Module type Suffix_tree.T

module type T = sig .. end

type strid = int 
Type of string ids. Functions using such ids are unspecified if the id is not valid.
type t 
Type of suffix trees. This is not a pure functional data-structure.
val create : unit -> t

Suffix trees as string sets.

create () returns a fresh and empty suffix tree.

val size : t -> int
size st returns the number of strings registered in the suffix tree st.
val add : t -> string -> strid
add st s adds the string s, and all its suffixes in the suffix tree st, unless s has already been added. It also returns the string id as an handle on this string.
val remove : t -> strid -> unit
remove st id removes the string identified by id, and all its suffixes, from the suffix tree st.
val get : t -> strid -> string
get st id returns the string associated to id.
val find : t -> string -> strid
find st s returns the id associated to the string s, if the strings exists in the suffix tree st. Otherwise raise Not_found.
val fold : (strid -> string -> 'a -> 'a) -> t -> 'a -> 'a
fold f st e is a classic folding on all strings in the suffix tree st.
type node 

Low-level interface on suffix trees.

Type of the nodes of suffix trees. Nodes are either leaves or internal nodes.

val root : t -> node
root st returns the root node of the suffix tree st.
val is_leaf : t -> node -> bool
is_leaf st n returns whether the node n is a leaf.
val label : t -> node -> string
label st n returns the string labelling the node n.
val length : t -> node -> int
length st n returns the length of the string labelling the node n.
val path : t -> node -> string
path st n returns the full path from the root to the node n.
val height : t -> node -> int
height st n returns the height of node n, i.e. the length of the path from root to n.
val ext : t -> node -> strid Lset.t
ext st n returns an ordered list of string ids that match the path of the node n.
val children : t -> node -> node Lset.t
children st n returns the list of children nodes of n.
val parent : t -> node -> node option
parent st n returns the parent node of n, unless n is the root node.
val succ : t -> node -> node option
succ st n returns the successor node through the suffix link of n, unless there is no suffix link.
val preds : t -> node -> node Lset.t
preds st n returns the list of all nodes having n as successor node.
val suffix : t -> node -> strid * int
suffix st n returns the suffix represented by the leaf node n as a couple (string id, position in the string). Raise Not_found if n is not a leaf.
val find_node : t -> string -> node
find_node st s returns the node whose path is equal to the string s, if it exists. Raise Not_found otherwise.
val fold_tree : t ->
('h -> node -> bool) ->
('h -> node -> 'h) ->
('s list -> 'h -> node -> 's) -> 'h -> 's
fold_tree st filter herit synth h0 returns the result of an attribute evaluation on the suffix tree st.
val path_restrictions : t -> node -> node list

Exploring the suffix tree through the substring relation.

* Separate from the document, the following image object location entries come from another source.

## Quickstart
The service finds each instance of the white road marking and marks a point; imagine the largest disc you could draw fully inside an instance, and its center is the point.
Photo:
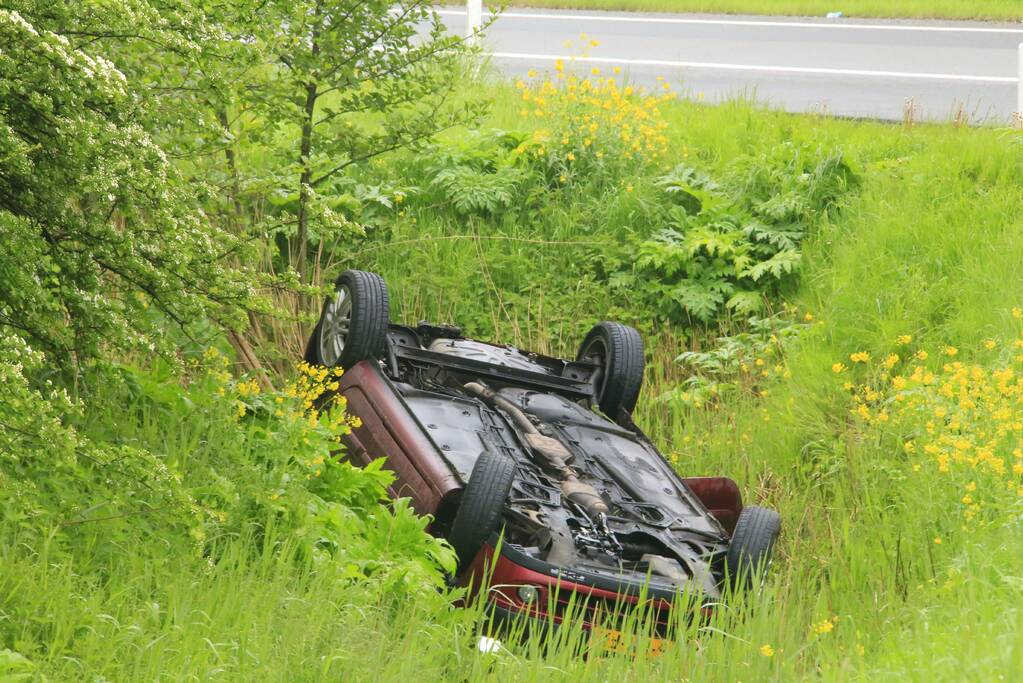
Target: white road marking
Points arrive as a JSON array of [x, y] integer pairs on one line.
[[741, 23], [758, 67]]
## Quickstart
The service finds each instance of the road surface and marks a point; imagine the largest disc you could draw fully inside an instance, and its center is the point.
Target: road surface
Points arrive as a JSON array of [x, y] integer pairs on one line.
[[850, 67]]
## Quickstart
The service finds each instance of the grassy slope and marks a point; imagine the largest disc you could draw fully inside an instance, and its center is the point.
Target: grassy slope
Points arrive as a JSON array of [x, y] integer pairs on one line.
[[931, 248], [948, 9]]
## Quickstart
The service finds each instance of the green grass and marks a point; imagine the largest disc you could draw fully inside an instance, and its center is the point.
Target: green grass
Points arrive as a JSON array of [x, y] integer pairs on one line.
[[930, 246], [946, 9]]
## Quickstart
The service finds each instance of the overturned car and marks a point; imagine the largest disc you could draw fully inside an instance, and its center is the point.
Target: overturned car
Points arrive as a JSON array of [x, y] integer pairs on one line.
[[532, 466]]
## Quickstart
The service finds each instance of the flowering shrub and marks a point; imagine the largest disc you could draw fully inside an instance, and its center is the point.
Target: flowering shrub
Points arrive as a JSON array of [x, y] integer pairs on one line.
[[957, 423], [590, 124]]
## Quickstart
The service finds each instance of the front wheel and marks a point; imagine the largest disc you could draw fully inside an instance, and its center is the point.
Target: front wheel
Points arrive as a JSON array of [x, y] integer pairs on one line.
[[353, 323], [482, 504], [752, 543], [617, 349]]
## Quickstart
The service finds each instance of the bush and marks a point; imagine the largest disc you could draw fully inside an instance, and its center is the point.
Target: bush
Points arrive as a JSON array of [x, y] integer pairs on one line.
[[728, 246]]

path_restrictions st n returns the list of nodes whose path is a direct restriction of the path of n.

val path_extensions : t -> node -> node list
path_extensions st n returns the list of nodes whose path is a direct extension of the path of n.
val is_maximal : t -> node -> bool
is_maximal st n returns whether a node is maximal. A node is maximal is each of its extensions has a strictly smaller extent, or the node represents a full string.
val set_visible : t -> node -> int * int -> unit
set_visible st node (left_pos, right_pos) sets which part of a node path should be visible when maximal.
val max_restrictions : t -> node -> node list
max_restrictions st n returns the list of maximal nodes whose path is a restriction of the path of n.
val max_extensions : t ->
node option ->
node list * strid list
max_extensions st n_opt returns the list of maximal nodes and leaves whose path is an extension of the path of n, when given. If a start node is not given, then the maximal nodes with shortest path are returned.
val string_restrictions : t -> strid -> node list
string_restrictions st strid returns the list of maximal nodes having strid as a string extension.
type factor = node * string * node 

Searching in a suffix tree

(parent,s,child) locates a factor string on the edge from node parent to node child, where s is a prefix of the label of child. If s is the empty string, then parent and child are a same node. The path of a factor is the concatenation of path st parent and s.

val find_factor : t -> string -> factor
find_factor st s returns the factor locating s in the suffix tree st. This means the path of the result factor is equal to s. Raise Not_found if the string s does not appear in any string of st.
val suffixes : t -> factor -> (strid * int) list
suffixes st f returns the list of all suffixes (strid,pos) that have the path of f as a prefix: this path occurs in string strid at position pos.
val strings : t -> factor -> strid Lset.t
strings st f returns the ids of all string containing the path of f.
type tree = 
| Node of string * int * int list * tree list
| Leaf of string * (strid * int)

Simpler representation of a suffix tree (for debugging purpose at top-level)


val tree : t -> tree